LAMP is a great software stack to get started with in building a reliable and efficient web application, but there are many instances when a program’s complexity requires a different database technology than MySQL—or RDBMS in general, to handle information storage and retrieval. This is increasingly the case as firms find new ways to leverage the Internet and associated technologies in building novel applications that solve industry and domain-specific problems and challenges. For example, mapping and GIS-related applications require complex information storage, processing, and retrieval for geospacial analysis, using data models that are multi-level and more complicated in nature. Additionally, more sophisticated technologies are required to process the massive data explosion that has occurred within the last 5-10 years due to mobile devices, social media, and the exponential growth of the Internet —all of these contributing to the rise of Big Data, or data sets so massive that traditional RDBMS tools have difficulty processing them.

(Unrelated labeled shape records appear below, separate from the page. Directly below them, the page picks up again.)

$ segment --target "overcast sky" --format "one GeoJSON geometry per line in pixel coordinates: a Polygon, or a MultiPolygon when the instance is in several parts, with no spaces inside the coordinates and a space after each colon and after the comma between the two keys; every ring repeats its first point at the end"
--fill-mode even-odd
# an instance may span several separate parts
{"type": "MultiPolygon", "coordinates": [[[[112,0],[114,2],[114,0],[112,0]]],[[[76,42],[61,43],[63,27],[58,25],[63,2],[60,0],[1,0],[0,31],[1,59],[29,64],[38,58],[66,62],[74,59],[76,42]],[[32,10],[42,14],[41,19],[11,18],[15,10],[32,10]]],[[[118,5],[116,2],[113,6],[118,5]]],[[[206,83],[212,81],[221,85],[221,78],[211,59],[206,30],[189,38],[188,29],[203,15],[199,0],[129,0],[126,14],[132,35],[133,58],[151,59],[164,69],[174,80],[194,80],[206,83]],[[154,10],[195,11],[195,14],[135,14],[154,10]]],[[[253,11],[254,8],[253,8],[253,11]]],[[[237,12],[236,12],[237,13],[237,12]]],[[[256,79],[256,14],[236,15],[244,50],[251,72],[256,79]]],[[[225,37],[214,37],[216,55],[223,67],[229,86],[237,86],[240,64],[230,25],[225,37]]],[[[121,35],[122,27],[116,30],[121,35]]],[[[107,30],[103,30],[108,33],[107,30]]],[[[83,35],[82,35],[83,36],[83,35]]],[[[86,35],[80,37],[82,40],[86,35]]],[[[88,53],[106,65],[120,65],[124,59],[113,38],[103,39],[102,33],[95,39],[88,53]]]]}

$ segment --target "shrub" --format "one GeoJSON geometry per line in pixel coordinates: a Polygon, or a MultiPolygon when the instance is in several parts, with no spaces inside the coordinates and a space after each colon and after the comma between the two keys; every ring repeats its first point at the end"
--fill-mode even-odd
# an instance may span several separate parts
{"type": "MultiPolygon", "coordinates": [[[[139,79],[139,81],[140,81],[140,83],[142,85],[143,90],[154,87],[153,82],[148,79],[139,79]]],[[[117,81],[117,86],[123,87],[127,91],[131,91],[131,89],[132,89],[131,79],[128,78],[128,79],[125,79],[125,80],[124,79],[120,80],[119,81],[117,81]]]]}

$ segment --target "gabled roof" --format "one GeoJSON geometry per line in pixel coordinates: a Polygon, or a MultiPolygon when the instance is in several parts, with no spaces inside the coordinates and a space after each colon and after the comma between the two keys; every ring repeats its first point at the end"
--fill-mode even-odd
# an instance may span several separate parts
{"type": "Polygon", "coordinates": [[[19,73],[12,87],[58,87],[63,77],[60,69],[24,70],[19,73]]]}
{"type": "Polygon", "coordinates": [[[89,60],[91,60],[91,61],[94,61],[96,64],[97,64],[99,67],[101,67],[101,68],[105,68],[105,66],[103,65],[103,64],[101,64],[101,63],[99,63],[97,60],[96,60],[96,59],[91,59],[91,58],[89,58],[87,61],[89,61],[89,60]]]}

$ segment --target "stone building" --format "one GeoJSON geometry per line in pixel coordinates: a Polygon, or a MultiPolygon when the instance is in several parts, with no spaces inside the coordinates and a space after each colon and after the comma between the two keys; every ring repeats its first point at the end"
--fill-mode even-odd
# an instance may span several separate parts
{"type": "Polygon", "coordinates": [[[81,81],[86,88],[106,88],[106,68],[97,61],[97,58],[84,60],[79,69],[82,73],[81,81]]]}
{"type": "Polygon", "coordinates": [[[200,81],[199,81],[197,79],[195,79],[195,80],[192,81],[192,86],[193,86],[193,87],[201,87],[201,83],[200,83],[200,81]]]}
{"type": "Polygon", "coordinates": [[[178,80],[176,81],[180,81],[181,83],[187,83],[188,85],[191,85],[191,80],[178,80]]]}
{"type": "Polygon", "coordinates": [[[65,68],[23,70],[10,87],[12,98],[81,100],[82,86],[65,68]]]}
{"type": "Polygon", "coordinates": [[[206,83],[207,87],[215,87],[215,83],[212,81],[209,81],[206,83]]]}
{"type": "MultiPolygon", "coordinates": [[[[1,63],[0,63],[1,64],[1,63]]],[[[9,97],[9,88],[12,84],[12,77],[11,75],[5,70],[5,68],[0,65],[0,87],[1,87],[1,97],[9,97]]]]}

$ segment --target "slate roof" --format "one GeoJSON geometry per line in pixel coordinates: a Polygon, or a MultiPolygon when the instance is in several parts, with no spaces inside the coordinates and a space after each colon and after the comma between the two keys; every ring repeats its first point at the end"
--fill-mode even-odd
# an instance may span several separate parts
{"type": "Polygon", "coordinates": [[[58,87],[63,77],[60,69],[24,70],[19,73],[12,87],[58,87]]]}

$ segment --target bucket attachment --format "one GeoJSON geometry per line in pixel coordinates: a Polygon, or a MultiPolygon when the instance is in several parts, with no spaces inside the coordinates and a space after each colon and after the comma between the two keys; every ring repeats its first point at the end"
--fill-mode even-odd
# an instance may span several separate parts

RDBMS technology is over four decades old, with the first commercial RDBMS released by RSI (later to become Oracle Corporation) back in 1979. The original developers of the RDBMS did not anticipate Big Data, and designed it to store all information into a neatly structured, tabular data model that made for streamlined storage and retrieval. This worked for a time, but in this day and age, the nature of data requires the scaling out of data, as opposed to scaling up. For example, instead of increasing the processing power, memory, and storage capacity of one database server, it makes more sense to purchase several inexpensive servers and distribute the load across them as required. This may sound familiar, as this is one of the main tenets of Cloud Computing. NoSQL fits into the cloud schema perfectly, as these two are both contemporary technologies: designed in the same era and solving the same problems with horizontal scaling.
Comparing RDBMSs and NoSQL Databases
It’s worth noting that NoSQL stands for “Not Only SQL,” not “No SQL.” That is to say, SQL—or Structured Query Language, is not entirely absent from NoSQL databases. SQL’s presence varies from vendor to vendor. Indeed, some NoSQL solutions allow the use of SQL-like query languages to manipulate data, with MongoDB as the prime example of this. Rather, the main differences between the two database technologies are related to how NoSQL solves scaling issues inherent with a RDBMS.
We mentioned before that RDBMSs require a fixed, predetermined, tabular data model to perform optimally. NoSQL databases are the opposite of this—they are schema-less, and thus more flexible. Data can be inserted without conforming to a specific structure; the format can thus be changed without modifying or rewriting the application. NoSQL databases store data as key-value pairs, columnar data, or documents—rather than a relational set of tables (and constituent rows/columns).
Different Database Chemistry: ACID vs. BASE
When comparing a RDBMS and a NoSQL database, one may encounter the terms ACID and BASE, and the relative benefits of each. ACID stands for “atomicity, consistency, isolation and durability,” and refers to the standard attributes of a RDBMS, whereas BASE stands for “basic availability, soft-state, eventual consistency.” The attributes detailed in ACID were initially stated as being imperative to optimal database operations, but as systems become larger and more distributed, this is less of a reality—especially with the immense volumes of data and simultaneous transactions that are typical of today’s large systems (think Amazon or Google search). BASE, therefore, describes the attributes of NoSQL databases: data eventually will be in sync, and this is good enough—it may be approximate and not exactly up-to-date, but at least the system is highly-available, performing and responding to requests.
In short, due to their simpler data models and distributed nature, NoSQL databases are generally faster and more scalable than RDBMSs. That being said—NoSQL is still a developing technology, while RDBMSs are mature, stable, and reliable under most circumstances. Realistically, most organizations and firms will not scale out of the realm of a standard RDBMS’ performance threshold. It is therefore not a question of which database technology is superior to the other, but rather, which is appropriate for the scenario at hand. RDBSs such as MySQL, PostgreSQL, Oracle, and SQL Server are still the most widely supported and understood, and will hold up in the vast majority of use cases. NoSQL databases such as MongoDB, CouchDB, BigTable and Apache Cassandra should be used when highly-available, distributed database systems are necessary to handle massive volumes of requests and data processing.